Although I should say this: before I installed the omega drivers instead of the catalyst ones, while my chip was still recognised as an X600se, it was also said to have a 128mb memory bandwidth, and 128mb on board memory. Actually I think this original may have been right as the performance I get rivalled my mates X550 desktop variant, within about 40 3dMark03 points.

On 3dMark*03* I get 3221. And I can't upgrade!

If you wanna know more, see Laptop Overclockers Club


----------



## kwchang007 (Mar 12, 2007)

Can i join? or is mobility x1400 too high?  maybe i should start a middle of the line graphics card club....


----------



## theonetruewill (Mar 12, 2007)

Go on add it, I think any Laptop GFX card below a X1600 should be in this club.
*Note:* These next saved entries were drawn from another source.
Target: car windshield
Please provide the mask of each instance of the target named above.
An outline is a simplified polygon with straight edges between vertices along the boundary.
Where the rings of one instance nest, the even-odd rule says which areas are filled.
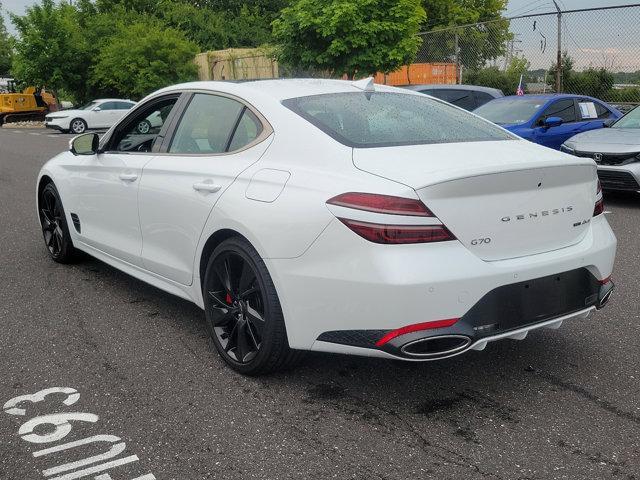
[[[335,140],[356,148],[515,138],[470,113],[424,95],[331,93],[282,103]]]
[[[636,107],[613,124],[612,128],[640,128],[640,107]]]
[[[473,113],[487,120],[506,125],[510,123],[528,122],[545,104],[545,100],[539,98],[508,98],[493,100],[476,108]]]
[[[96,102],[95,100],[93,102],[89,102],[87,103],[84,107],[82,107],[80,110],[91,110],[93,107],[97,106],[98,102]]]

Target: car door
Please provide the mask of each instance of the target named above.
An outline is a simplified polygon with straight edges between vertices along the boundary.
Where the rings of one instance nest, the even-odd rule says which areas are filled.
[[[104,102],[96,102],[95,105],[92,105],[90,108],[82,111],[82,119],[87,122],[88,128],[102,128],[100,126],[101,123],[101,112],[102,105]]]
[[[266,151],[267,121],[240,99],[193,93],[139,191],[145,268],[190,285],[202,229],[224,191]]]
[[[549,117],[560,117],[562,125],[546,128],[544,121]],[[533,138],[540,145],[558,150],[565,140],[579,133],[582,126],[574,99],[561,98],[549,104],[534,120]]]
[[[129,110],[131,110],[134,106],[135,103],[132,102],[114,102],[115,103],[115,110],[113,111],[113,120],[114,123],[117,122],[118,120],[120,120],[122,117],[124,117]]]
[[[138,218],[142,168],[162,143],[162,128],[140,135],[136,127],[160,110],[170,112],[177,99],[177,95],[157,98],[131,112],[103,139],[99,153],[84,158],[71,175],[72,213],[78,216],[80,240],[133,265],[142,263]]]
[[[118,102],[103,103],[99,113],[99,118],[101,120],[100,128],[110,128],[122,118]]]

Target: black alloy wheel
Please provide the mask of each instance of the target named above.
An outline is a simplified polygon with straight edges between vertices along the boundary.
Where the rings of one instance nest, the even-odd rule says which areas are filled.
[[[222,358],[246,375],[268,373],[297,357],[264,262],[242,238],[222,242],[207,266],[203,295],[209,333]]]
[[[49,256],[58,263],[72,261],[76,250],[69,235],[60,195],[52,183],[47,184],[40,194],[38,213]]]

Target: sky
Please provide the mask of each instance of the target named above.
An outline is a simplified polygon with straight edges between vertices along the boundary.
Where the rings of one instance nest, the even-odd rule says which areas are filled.
[[[611,5],[632,5],[637,0],[556,0],[563,10],[578,8],[607,7]],[[16,1],[16,3],[21,3]],[[553,12],[555,7],[551,0],[510,0],[507,16],[525,15],[527,13]]]

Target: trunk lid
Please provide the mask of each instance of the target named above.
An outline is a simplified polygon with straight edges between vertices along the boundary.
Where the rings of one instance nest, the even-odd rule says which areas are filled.
[[[357,168],[398,181],[483,260],[548,252],[584,238],[596,166],[524,141],[354,149]]]

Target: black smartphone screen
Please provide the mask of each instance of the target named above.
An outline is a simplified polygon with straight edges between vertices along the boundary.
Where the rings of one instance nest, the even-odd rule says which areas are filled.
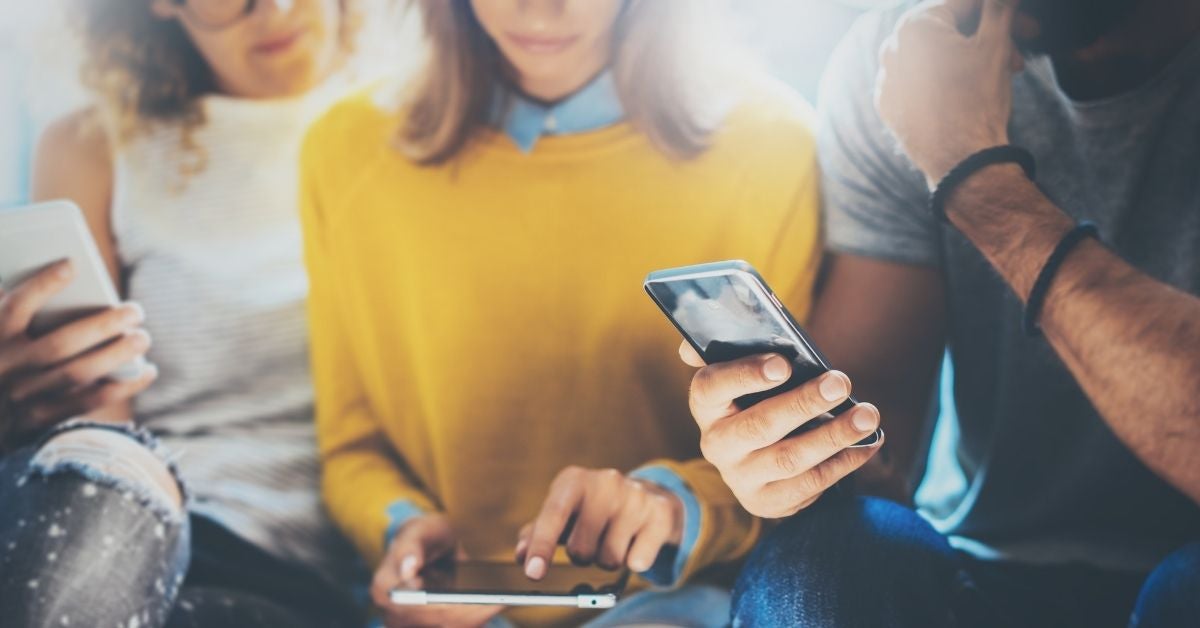
[[[708,364],[763,353],[778,353],[791,361],[788,381],[738,398],[735,403],[739,408],[749,408],[830,370],[795,319],[745,262],[651,273],[646,291]],[[848,399],[829,414],[841,414],[854,404]],[[819,424],[809,421],[796,433]]]

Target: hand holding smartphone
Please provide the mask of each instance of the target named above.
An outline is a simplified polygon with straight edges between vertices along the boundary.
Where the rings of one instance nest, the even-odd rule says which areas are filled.
[[[745,410],[832,370],[812,339],[750,264],[740,261],[684,266],[650,273],[646,292],[706,364],[775,353],[792,366],[788,380],[771,390],[735,400]],[[827,416],[808,421],[788,436],[815,429],[857,404],[851,397]],[[876,432],[853,447],[871,447]]]
[[[73,204],[0,211],[0,448],[148,387],[143,318]]]

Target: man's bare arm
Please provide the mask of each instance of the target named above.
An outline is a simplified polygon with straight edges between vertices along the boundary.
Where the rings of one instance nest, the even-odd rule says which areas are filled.
[[[968,179],[947,215],[1022,300],[1074,225],[1016,166]],[[1113,432],[1200,503],[1200,298],[1089,239],[1059,268],[1040,321]]]

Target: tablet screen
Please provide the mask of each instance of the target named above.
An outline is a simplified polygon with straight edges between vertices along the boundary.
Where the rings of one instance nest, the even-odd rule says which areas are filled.
[[[421,573],[417,586],[429,593],[520,593],[532,595],[620,594],[627,571],[598,567],[552,565],[546,577],[530,580],[521,565],[467,561],[431,566]]]

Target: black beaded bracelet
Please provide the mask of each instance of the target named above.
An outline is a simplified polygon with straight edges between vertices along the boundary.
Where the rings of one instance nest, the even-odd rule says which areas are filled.
[[[976,172],[988,166],[1006,163],[1015,163],[1021,166],[1030,181],[1037,178],[1037,164],[1033,160],[1033,153],[1011,144],[985,148],[958,162],[957,166],[951,168],[950,172],[942,177],[929,197],[929,211],[933,212],[938,220],[945,223],[950,222],[946,218],[946,199],[950,196],[950,192]]]
[[[1071,249],[1074,249],[1084,238],[1089,237],[1099,238],[1100,231],[1095,224],[1085,220],[1068,231],[1058,241],[1058,245],[1054,247],[1050,257],[1046,259],[1045,266],[1042,266],[1041,272],[1033,282],[1033,289],[1029,291],[1029,300],[1025,302],[1025,316],[1021,320],[1021,329],[1025,331],[1025,335],[1037,337],[1042,334],[1042,328],[1038,325],[1038,317],[1041,316],[1046,293],[1050,290],[1050,282],[1054,280],[1054,275],[1058,273],[1058,267],[1062,266],[1063,260],[1067,259],[1067,254],[1071,252]]]

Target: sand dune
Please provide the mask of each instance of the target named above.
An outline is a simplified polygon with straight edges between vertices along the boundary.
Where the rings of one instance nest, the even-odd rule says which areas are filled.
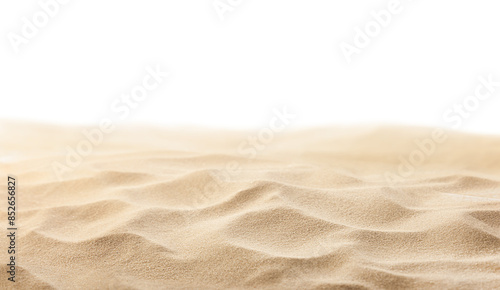
[[[72,167],[82,128],[0,130],[18,289],[500,288],[499,137],[119,128]]]

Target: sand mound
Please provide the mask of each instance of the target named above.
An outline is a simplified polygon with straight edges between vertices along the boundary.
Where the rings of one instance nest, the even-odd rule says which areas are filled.
[[[500,287],[498,137],[81,130],[1,126],[19,289]]]

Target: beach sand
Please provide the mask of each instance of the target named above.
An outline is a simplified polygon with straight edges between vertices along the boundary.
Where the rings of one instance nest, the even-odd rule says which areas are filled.
[[[500,288],[500,137],[82,129],[2,122],[0,288]]]

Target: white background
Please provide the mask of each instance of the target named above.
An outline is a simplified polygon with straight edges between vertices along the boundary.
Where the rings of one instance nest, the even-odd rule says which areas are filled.
[[[500,2],[401,0],[348,63],[340,44],[389,2],[242,0],[221,20],[212,0],[73,0],[16,53],[9,33],[43,10],[2,1],[0,118],[96,124],[160,63],[171,76],[123,122],[259,127],[286,105],[297,127],[449,127],[478,76],[500,81]],[[459,129],[500,133],[499,109],[500,91]]]

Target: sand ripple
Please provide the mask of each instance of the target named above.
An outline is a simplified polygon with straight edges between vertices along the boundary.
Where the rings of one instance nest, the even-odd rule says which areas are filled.
[[[236,133],[151,129],[142,143],[117,133],[57,180],[54,152],[72,140],[46,130],[45,149],[0,164],[20,183],[20,289],[500,287],[498,138],[454,133],[389,184],[425,129],[303,131],[256,159]]]

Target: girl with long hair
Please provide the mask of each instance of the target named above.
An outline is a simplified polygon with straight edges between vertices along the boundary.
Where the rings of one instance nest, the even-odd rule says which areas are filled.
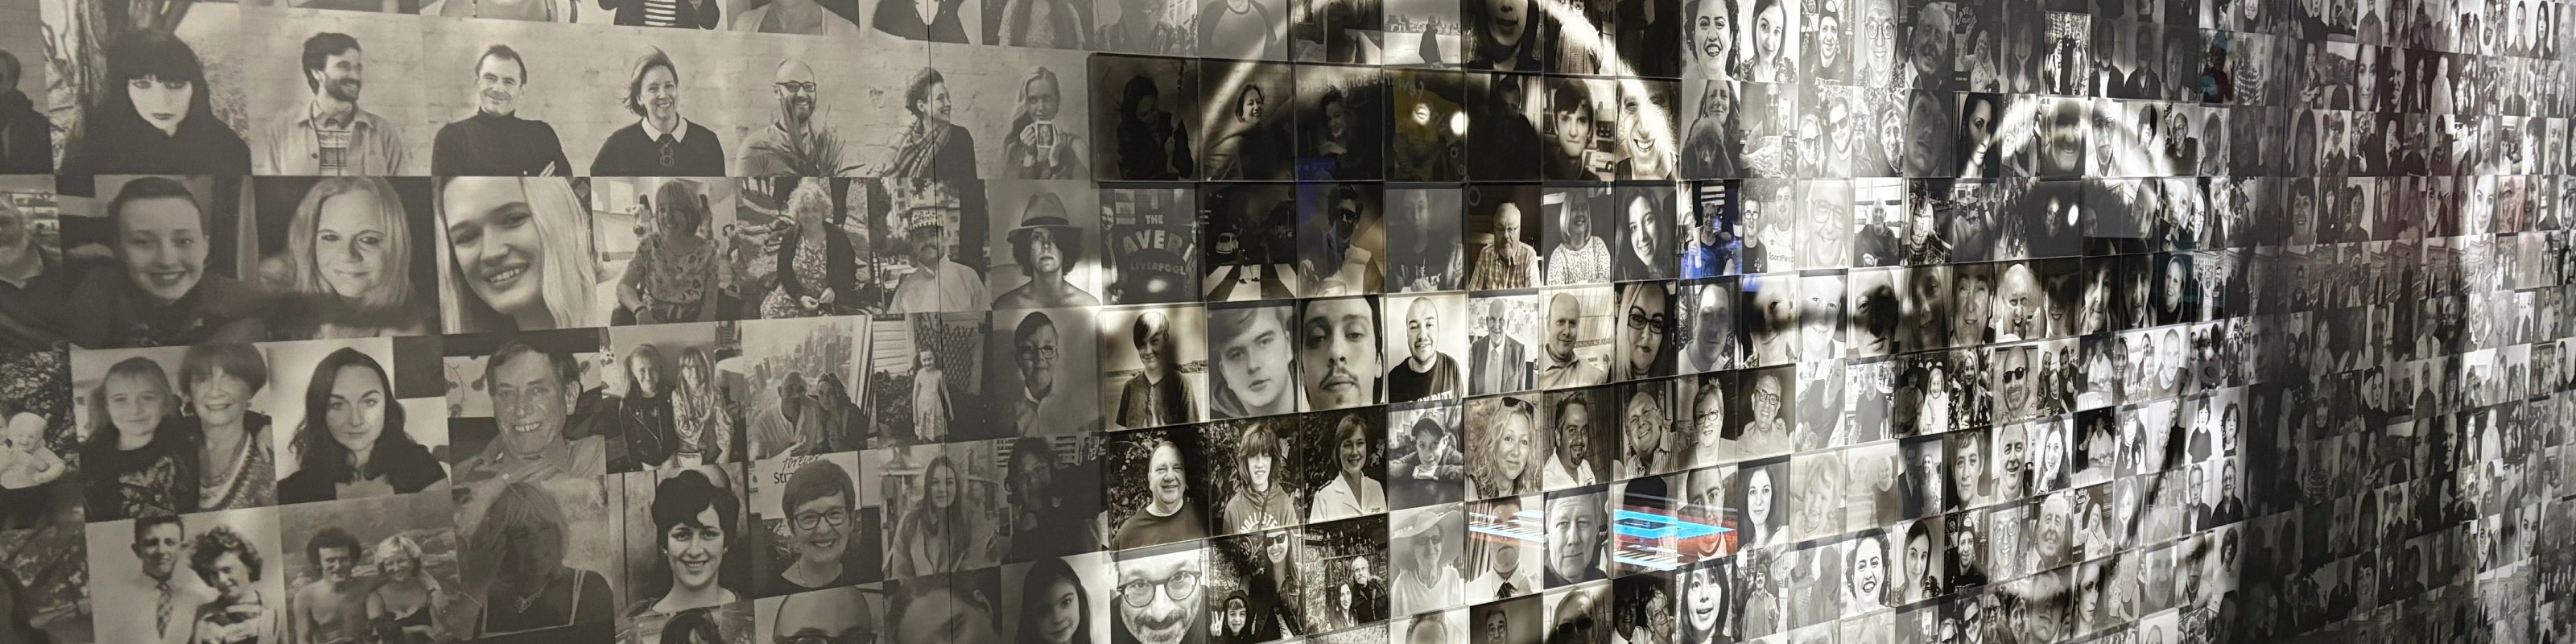
[[[342,348],[314,365],[304,423],[289,446],[296,471],[277,484],[286,503],[409,494],[447,480],[429,448],[404,431],[402,401],[383,364]]]
[[[89,520],[197,511],[197,440],[177,422],[178,412],[161,363],[134,357],[107,369],[90,392],[89,440],[81,445]]]
[[[742,541],[742,501],[709,471],[681,470],[653,486],[656,574],[648,577],[650,592],[628,605],[628,617],[680,615],[742,598],[726,586],[726,558]],[[710,516],[711,523],[701,518]]]
[[[456,177],[439,189],[446,230],[440,323],[449,332],[599,326],[590,209],[562,177]]]
[[[888,575],[917,577],[967,568],[967,558],[976,555],[977,532],[966,513],[966,483],[957,462],[947,456],[922,466],[921,497],[896,526],[894,547],[887,553],[892,558]]]
[[[1063,559],[1029,564],[1020,581],[1020,626],[1015,644],[1091,644],[1091,594]]]
[[[948,0],[924,0],[941,2]],[[893,3],[888,3],[893,4]],[[903,93],[903,109],[912,123],[895,144],[894,162],[885,176],[922,179],[972,179],[976,174],[975,135],[951,119],[956,104],[949,99],[948,77],[928,67],[912,75]]]
[[[1118,97],[1118,170],[1128,181],[1171,181],[1197,176],[1190,159],[1190,131],[1162,109],[1153,77],[1127,78]]]
[[[409,215],[393,184],[331,177],[313,184],[286,225],[286,254],[260,267],[284,295],[278,339],[367,338],[434,331],[412,290]]]
[[[1006,13],[1002,19],[1003,29],[1010,29],[1008,25],[1014,19],[1034,20],[1027,15],[1029,6],[1054,7],[1044,12],[1052,20],[1075,19],[1073,13],[1062,8],[1059,0],[1010,0],[1004,10],[1021,13]],[[1081,27],[1070,28],[1072,31],[1064,33],[1079,39]],[[1004,37],[1007,39],[1009,36]],[[1079,45],[1065,47],[1078,48]],[[1056,121],[1063,114],[1063,108],[1064,83],[1056,78],[1055,70],[1033,67],[1027,75],[1020,77],[1020,102],[1011,110],[1011,129],[1004,130],[1009,134],[1002,139],[1002,156],[1011,164],[1010,178],[1091,179],[1091,169],[1082,164],[1082,151],[1091,148],[1081,135],[1074,133],[1083,128],[1067,127]]]
[[[680,382],[671,390],[672,467],[722,462],[733,443],[728,414],[716,399],[715,363],[703,347],[680,350]]]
They're all rubbish   And proud if it!

How you doing Chang?


----------



## ktr (Mar 12, 2007)

Easy Rhino said:


> haha yea when i bought it i was amazed at the performance increase. it did literally double my FPS in the first rainbow six game. (great game btw) the matrox g200-tv card was running at a whopping 80mhz core / 115mhz memory
> 
> so yea im definately tempted to assemble a junk rig. think of the hilarity as my 233mhz cpu 256 ram bumbles through windows 2000!! ill have to find some old games to play though.



I had (and still have, put i dont use that pc anymore ) the matrox millenium II 4MB, on my HP vectra with single 150pro (always wanted to dual it, but could not find that dam voltage regulator) 128 in pc100 registered ecc, and 2x 4gb scsi hdds. 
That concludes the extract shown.